Закат всегда торжествен, как концертная увертюра. Кулисы тщательно спланированного старинного французского парка согласно искусству зелёной машинерии неожиданно открывали то тихий пруд, отражающий просвет в небе, то псевдоантичную колоннаду, то неожиданный мягкий провал луга, как живот на вдохе, с потерявшими счёт времени влюблёнными, то вдруг, зевнув влагой, звала свернуть аллея старинных дубов, стройностью цепочки рифмующихся с прежде встреченной колоннадой, то как ни в чём не бывало прямо перед посетителями вставал цветущий вопреки всем доводам рассудка восторженный куст, то кулиса словно бы взлетала полностью, обнажив перед изумлённым взором едва ли не три четверти всего объёма парковых пространств во всех пустующих сейчас подробностях петляющих и пересекающихся дорожек.
– Ну как хорошо, правда?
– Правда.
– Ну правда?
Беке засмеялась:
– Поздравляю тебя от всей души.
– И красиво так… Родиться в конце октября.

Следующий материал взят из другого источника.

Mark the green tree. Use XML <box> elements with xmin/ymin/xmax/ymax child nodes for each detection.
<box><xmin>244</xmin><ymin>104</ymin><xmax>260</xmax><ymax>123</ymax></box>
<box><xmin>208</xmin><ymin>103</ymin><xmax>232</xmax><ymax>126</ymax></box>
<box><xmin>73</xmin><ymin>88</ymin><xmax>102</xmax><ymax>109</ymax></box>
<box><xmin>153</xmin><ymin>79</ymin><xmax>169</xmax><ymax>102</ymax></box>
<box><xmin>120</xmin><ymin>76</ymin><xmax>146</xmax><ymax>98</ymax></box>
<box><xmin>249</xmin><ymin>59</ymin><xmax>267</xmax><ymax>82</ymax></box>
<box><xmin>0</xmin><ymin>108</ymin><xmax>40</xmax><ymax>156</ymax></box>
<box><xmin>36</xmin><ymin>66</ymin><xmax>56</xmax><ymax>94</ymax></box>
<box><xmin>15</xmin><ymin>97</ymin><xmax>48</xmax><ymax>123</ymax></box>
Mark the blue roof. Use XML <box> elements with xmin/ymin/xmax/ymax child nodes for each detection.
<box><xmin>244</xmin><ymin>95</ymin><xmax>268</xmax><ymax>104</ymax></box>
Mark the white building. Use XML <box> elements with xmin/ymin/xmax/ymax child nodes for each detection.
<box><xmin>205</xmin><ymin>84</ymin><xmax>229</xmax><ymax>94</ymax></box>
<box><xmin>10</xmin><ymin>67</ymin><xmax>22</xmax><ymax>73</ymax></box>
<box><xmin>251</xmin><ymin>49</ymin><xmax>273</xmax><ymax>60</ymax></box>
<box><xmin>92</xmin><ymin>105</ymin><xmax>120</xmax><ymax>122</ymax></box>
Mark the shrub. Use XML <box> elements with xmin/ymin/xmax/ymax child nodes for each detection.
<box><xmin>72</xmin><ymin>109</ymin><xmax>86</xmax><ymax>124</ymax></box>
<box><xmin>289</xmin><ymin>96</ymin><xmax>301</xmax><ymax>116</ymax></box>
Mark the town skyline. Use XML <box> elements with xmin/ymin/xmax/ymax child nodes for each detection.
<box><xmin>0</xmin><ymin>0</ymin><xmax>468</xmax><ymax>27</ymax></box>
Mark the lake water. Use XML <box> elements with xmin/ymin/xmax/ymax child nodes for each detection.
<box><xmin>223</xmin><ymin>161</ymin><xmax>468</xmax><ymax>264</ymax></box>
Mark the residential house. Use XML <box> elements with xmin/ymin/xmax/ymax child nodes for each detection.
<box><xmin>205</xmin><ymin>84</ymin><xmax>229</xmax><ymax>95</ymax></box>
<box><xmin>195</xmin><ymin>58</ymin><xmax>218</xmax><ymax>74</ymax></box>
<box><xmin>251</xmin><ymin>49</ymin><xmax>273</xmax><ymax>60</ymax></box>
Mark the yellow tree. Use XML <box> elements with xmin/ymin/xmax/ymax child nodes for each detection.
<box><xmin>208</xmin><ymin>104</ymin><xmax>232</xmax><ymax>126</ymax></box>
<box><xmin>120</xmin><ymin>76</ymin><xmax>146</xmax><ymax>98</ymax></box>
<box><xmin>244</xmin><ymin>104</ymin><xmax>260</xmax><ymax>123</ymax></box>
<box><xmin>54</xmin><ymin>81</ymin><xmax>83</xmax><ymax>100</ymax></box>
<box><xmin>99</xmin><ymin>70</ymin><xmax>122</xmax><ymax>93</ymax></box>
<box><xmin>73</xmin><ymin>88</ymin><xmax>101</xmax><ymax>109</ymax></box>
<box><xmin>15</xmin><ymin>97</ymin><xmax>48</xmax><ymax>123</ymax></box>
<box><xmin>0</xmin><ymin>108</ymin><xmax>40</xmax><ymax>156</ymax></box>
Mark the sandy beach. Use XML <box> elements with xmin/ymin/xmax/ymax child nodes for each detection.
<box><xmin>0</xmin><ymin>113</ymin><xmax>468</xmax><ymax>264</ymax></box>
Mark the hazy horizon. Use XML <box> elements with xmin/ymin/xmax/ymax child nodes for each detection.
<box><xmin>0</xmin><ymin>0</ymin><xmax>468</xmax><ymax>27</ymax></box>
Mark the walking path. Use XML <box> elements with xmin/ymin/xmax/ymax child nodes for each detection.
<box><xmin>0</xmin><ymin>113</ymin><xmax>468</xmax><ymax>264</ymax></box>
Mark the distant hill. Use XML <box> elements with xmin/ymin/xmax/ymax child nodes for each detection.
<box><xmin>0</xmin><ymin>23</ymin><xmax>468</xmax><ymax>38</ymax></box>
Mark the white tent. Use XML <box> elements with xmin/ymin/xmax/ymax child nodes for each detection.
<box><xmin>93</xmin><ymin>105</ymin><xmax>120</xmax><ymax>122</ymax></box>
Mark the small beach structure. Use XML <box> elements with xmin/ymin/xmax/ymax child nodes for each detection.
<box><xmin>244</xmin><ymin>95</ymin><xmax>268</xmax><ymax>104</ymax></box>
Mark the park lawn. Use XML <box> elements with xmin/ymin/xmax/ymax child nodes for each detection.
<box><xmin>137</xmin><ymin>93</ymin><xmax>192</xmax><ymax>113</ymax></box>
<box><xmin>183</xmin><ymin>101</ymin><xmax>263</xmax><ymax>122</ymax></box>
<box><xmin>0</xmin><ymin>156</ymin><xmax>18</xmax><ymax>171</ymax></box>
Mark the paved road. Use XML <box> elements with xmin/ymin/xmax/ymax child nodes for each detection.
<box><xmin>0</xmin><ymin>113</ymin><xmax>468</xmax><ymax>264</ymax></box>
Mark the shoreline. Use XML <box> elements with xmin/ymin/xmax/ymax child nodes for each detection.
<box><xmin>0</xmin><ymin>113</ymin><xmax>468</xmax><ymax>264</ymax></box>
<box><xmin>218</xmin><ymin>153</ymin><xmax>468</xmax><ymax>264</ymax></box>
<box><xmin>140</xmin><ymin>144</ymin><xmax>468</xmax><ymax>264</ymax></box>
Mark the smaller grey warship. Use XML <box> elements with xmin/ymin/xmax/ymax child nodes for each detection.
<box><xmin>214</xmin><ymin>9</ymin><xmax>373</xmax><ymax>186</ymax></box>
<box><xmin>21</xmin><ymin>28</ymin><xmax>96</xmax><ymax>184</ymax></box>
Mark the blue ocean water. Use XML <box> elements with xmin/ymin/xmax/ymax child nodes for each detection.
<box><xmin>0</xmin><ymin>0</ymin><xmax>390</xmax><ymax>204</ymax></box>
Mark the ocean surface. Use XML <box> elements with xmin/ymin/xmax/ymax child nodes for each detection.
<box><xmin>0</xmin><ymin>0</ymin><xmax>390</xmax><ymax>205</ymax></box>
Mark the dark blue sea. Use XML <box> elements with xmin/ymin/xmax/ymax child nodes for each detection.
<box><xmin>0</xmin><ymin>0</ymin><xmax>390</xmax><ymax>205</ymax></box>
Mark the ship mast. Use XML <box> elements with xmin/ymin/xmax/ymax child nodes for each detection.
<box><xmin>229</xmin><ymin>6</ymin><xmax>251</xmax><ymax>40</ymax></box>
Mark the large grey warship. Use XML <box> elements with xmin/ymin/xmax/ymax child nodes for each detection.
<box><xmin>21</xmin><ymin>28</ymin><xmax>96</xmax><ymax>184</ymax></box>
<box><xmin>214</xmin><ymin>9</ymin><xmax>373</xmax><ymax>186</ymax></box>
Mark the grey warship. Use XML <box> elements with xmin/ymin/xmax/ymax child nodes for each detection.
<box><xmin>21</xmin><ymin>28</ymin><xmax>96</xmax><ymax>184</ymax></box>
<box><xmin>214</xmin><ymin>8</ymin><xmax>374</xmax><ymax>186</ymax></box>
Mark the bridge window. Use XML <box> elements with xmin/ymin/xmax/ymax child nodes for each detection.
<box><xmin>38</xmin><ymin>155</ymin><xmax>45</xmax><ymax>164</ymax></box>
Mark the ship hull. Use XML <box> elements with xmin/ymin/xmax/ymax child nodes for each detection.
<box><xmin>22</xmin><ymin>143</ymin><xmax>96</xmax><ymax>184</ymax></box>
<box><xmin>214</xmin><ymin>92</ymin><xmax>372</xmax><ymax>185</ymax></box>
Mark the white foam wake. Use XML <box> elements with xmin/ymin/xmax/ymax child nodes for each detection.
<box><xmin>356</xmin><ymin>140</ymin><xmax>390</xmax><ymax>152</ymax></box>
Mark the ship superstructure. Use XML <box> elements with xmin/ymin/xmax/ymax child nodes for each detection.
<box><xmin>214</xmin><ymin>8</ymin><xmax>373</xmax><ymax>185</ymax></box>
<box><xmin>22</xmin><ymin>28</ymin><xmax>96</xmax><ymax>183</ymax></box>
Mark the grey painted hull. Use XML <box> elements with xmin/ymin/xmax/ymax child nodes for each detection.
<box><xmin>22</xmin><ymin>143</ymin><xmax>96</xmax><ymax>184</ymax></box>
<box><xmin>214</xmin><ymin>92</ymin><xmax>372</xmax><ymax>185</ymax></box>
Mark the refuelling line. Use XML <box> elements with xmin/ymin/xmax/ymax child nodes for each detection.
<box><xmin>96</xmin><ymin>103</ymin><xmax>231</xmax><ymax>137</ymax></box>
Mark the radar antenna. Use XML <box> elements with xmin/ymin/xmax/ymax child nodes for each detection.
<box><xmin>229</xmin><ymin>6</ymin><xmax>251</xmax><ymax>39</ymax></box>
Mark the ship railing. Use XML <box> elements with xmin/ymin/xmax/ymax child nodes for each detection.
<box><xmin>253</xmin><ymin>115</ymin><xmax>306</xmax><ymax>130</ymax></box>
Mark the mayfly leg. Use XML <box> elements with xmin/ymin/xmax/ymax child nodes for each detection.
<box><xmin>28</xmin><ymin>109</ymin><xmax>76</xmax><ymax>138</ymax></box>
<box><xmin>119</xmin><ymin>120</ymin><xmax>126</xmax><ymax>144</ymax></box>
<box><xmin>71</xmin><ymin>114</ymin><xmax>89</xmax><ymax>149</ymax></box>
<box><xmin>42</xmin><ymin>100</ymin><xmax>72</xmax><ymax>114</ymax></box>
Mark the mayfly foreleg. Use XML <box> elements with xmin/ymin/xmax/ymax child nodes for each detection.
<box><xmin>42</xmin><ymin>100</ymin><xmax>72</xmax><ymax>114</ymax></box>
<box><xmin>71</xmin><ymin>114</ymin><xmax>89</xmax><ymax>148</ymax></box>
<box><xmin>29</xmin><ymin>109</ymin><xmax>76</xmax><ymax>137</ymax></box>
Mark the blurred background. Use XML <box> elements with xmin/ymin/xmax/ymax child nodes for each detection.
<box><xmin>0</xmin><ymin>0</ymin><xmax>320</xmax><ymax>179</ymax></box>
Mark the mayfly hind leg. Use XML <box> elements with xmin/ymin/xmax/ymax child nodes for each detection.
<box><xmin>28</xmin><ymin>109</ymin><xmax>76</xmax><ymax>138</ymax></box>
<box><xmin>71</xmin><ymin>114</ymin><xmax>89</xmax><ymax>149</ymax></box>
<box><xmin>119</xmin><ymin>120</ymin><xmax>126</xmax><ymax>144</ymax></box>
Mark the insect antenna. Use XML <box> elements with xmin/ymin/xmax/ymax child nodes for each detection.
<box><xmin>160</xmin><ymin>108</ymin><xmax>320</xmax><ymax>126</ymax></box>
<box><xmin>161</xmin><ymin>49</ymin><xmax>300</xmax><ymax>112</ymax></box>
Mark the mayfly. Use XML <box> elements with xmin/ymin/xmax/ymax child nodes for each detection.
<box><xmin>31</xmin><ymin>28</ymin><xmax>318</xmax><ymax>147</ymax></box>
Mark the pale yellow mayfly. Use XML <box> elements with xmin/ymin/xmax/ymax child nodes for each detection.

Это же значит, что мою доченьку папаша этой крошки хорошенько согревал мерзким нью-йоркским февралём!
Он прижал Беке к себе свободной от шампанского в пелёнке рукой, с силой обняв за плечи. Так они почти дошли до своей скамейки, но на ней сидела пара: лохматый парень и девушка с белыми волосами.
Из левого, скрытого высокими кустами старинных азалий поворота, где был один из пяти выходов из парка, тихо показалась какая-то явная арт-группа: фигуры в объёмной серебряной фольге, в больших плоских серебряных масках в форме сердца с узкими прорезями для глаз и рта. На руках у них были огромные перчатки с раструбами, на ногах ролики, почти невидимые под длинными полотнами плотной фольги.
– Неплохо, – восхитился Виски. – Мы тут ни в чей кадр не впёрлись?
Он оглянулся, ища глазами оператора или фотографа. Беке тоже посмотрела по сторонам, но никого вроде не было, кроме погружённой в саму себя парочки на скамейке.
Фигуры двигались легко, очень синхронно, как люди, кто часто катаются вместе. В руках у них были приготовлены объёмные факелы, тоже украшенные серебристой бумагой.
Виски и Беке, разомкнув объятие, немного посторонились, давая им неслышно проехать мимо.